2) Reicht die Leistung nach Absatz 1 nicht aus, erbringt die Krankenkasse stationäre Rehabilitation mit Unterkunft und Verpflegung in einer nach § 20 Abs. 2a des Neunten Buches zertifizierten Rehabilitationseinrichtung, mit der ein Vertrag nach § 111 besteht.

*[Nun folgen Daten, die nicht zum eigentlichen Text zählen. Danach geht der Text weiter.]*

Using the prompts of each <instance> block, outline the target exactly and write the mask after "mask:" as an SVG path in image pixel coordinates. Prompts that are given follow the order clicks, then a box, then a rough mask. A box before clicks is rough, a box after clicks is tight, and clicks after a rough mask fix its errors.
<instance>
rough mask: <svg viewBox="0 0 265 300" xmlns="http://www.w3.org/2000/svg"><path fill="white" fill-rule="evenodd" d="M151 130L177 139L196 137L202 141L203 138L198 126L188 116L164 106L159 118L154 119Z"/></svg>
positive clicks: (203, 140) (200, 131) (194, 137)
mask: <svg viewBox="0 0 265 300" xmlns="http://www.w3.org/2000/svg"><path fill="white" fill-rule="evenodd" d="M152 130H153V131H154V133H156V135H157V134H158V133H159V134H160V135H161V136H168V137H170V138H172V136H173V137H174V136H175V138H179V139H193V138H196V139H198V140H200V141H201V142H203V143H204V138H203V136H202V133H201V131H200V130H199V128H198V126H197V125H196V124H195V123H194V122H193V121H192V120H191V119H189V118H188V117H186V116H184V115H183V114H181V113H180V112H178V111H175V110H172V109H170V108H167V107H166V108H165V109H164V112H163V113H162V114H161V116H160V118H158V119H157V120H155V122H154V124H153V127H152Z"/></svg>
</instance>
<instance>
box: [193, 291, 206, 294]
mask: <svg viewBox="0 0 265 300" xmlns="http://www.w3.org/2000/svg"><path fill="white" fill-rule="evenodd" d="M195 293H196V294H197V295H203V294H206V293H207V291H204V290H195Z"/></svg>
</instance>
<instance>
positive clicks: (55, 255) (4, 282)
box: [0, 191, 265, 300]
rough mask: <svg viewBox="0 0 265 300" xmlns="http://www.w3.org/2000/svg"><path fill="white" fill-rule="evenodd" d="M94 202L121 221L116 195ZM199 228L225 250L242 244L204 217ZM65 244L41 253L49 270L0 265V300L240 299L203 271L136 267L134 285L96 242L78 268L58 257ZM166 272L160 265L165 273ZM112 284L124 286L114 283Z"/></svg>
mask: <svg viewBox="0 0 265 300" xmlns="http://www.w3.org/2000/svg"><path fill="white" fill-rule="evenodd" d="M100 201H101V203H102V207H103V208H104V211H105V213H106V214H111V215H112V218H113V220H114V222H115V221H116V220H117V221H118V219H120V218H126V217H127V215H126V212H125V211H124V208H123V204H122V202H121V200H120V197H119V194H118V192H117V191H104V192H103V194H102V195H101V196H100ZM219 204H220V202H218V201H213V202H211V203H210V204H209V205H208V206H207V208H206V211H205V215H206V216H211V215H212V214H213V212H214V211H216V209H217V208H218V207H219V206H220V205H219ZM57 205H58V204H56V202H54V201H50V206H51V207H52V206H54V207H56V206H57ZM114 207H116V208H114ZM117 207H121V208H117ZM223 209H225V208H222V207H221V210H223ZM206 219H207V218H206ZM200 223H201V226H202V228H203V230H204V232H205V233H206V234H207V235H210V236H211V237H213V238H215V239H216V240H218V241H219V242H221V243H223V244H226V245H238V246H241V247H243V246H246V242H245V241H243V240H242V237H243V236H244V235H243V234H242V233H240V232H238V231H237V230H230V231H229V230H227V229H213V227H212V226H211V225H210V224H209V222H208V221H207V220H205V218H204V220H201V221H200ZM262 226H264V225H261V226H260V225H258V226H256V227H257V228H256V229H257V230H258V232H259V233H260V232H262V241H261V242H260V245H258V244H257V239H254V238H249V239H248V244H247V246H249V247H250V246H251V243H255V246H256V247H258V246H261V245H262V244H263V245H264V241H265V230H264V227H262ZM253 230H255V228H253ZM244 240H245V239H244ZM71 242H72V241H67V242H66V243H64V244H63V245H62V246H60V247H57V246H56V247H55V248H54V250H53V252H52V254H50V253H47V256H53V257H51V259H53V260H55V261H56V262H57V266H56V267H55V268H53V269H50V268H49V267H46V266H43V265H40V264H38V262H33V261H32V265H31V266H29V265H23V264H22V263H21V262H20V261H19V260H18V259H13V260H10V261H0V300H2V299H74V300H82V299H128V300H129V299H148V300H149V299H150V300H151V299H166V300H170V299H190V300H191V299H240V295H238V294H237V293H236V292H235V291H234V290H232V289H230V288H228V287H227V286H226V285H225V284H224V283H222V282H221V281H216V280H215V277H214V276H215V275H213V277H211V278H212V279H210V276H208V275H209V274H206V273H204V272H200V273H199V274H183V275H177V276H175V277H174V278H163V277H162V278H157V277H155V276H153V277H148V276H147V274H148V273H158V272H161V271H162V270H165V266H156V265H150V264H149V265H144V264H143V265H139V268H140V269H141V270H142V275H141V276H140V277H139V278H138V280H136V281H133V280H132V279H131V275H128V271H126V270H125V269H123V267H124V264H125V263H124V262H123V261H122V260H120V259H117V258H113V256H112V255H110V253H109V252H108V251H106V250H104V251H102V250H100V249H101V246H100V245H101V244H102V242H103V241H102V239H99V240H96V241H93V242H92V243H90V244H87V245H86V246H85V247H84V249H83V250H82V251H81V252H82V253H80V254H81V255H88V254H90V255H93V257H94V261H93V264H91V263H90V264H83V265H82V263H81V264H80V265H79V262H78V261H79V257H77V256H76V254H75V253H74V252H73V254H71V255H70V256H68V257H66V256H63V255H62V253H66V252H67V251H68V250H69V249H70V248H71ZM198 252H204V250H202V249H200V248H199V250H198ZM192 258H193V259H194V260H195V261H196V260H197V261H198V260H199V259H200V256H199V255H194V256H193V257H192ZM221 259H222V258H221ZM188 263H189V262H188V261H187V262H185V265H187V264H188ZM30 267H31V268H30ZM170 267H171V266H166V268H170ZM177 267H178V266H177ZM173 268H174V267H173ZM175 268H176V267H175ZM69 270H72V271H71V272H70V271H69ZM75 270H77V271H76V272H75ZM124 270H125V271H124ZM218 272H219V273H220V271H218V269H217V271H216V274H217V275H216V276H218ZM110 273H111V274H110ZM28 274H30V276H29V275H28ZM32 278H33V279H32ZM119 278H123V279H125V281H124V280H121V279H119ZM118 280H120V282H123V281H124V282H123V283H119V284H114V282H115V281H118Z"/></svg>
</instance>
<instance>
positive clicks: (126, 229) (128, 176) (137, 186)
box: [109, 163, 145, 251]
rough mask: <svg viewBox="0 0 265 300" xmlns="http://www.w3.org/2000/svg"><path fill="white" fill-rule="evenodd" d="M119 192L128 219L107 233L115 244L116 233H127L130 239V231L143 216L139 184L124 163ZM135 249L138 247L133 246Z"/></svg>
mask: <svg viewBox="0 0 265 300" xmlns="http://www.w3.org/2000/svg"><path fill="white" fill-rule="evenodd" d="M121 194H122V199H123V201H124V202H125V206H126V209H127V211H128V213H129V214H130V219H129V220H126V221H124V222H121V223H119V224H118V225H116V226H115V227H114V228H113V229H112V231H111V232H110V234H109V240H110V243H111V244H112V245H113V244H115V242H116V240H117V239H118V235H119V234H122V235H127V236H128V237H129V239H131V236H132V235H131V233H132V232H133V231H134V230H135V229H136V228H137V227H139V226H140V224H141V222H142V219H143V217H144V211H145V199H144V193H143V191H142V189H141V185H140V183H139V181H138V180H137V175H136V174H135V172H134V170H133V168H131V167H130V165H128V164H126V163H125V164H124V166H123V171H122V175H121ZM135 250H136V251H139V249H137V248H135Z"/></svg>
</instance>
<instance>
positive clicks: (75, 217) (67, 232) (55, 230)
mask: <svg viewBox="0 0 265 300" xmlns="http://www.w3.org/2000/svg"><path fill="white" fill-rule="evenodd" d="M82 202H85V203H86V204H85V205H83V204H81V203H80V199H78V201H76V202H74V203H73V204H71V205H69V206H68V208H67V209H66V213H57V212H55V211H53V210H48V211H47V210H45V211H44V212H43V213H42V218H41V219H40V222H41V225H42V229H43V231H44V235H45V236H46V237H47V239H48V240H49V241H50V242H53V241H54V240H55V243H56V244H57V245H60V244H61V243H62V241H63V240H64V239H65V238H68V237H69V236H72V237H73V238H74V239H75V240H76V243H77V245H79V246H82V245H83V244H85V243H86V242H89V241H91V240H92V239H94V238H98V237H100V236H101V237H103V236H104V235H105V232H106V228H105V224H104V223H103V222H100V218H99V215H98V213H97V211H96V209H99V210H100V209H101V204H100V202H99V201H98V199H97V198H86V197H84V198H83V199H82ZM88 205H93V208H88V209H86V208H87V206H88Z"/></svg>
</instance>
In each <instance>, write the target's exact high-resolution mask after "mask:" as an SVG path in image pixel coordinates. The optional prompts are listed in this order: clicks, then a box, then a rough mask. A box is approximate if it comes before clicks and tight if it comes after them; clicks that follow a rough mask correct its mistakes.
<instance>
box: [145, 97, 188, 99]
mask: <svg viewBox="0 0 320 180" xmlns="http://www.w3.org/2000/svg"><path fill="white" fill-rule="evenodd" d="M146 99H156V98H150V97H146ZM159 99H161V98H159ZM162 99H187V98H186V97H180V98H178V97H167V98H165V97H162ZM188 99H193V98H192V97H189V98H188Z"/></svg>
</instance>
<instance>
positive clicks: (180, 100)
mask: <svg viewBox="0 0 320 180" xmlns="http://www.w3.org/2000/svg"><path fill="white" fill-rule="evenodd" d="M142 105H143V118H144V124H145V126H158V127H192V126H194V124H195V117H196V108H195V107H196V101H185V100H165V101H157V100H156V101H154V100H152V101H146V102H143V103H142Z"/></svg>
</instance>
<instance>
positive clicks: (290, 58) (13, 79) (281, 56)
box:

(3) Die Krankenkasse bestimmt nach den medizinischen Erfordernissen des Einzelfalls Art, Dauer, Umfang, Beginn und Durchführung der Leistungen nach den Absätzen 1 und 2 sowie die Rehabilitationseinrichtung nach pflichtgemäßem Ermessen. Leistungen nach Absatz 1 sollen für längstens 20 Behandlungstage, Leistungen nach Absatz 2 für längstens drei Wochen erbracht werden, es sei denn, eine Verlängerung der Leistung ist aus medizinischen Gründen dringend erforderlich. …

§ 111 Abs 1 SGB V (in der hier maßgeblichen Fassung durch Art 5 Nr 24 nach Maßgabe des Art 67 Gesetz vom 19.6.2001, BGBl I 1046 mWv 1.7.2001)

Die Krankenkassen dürfen … Leistungen zur medizinischen Rehabilitation einschließlich der Anschlussheilbehandlung (§ 40), die eine stationäre Behandlung, aber keine Krankenhausbehandlung erfordern, nur in … Rehabilitationseinrichtungen erbringen lassen, mit denen ein Versorgungsvertrag nach Absatz 2 besteht; … .

§ 7 SGB IX (idF durch (Artikel 1 des Gesetzes vom 19.6.2001, BGBl. I S. 1046)

Die Vorschriften dieses Buches gelten für die Leistungen zur Teilhabe, soweit sich aus den für den jeweiligen Rehabilitationsträger geltenden Leistungsgesetzen nichts Abweichendes ergibt. Die Zuständigkeit und die Voraussetzungen für die Leistungen zur Teilhabe richten sich nach den für den jeweiligen Rehabilitationsträger geltenden Leistungsgesetzen.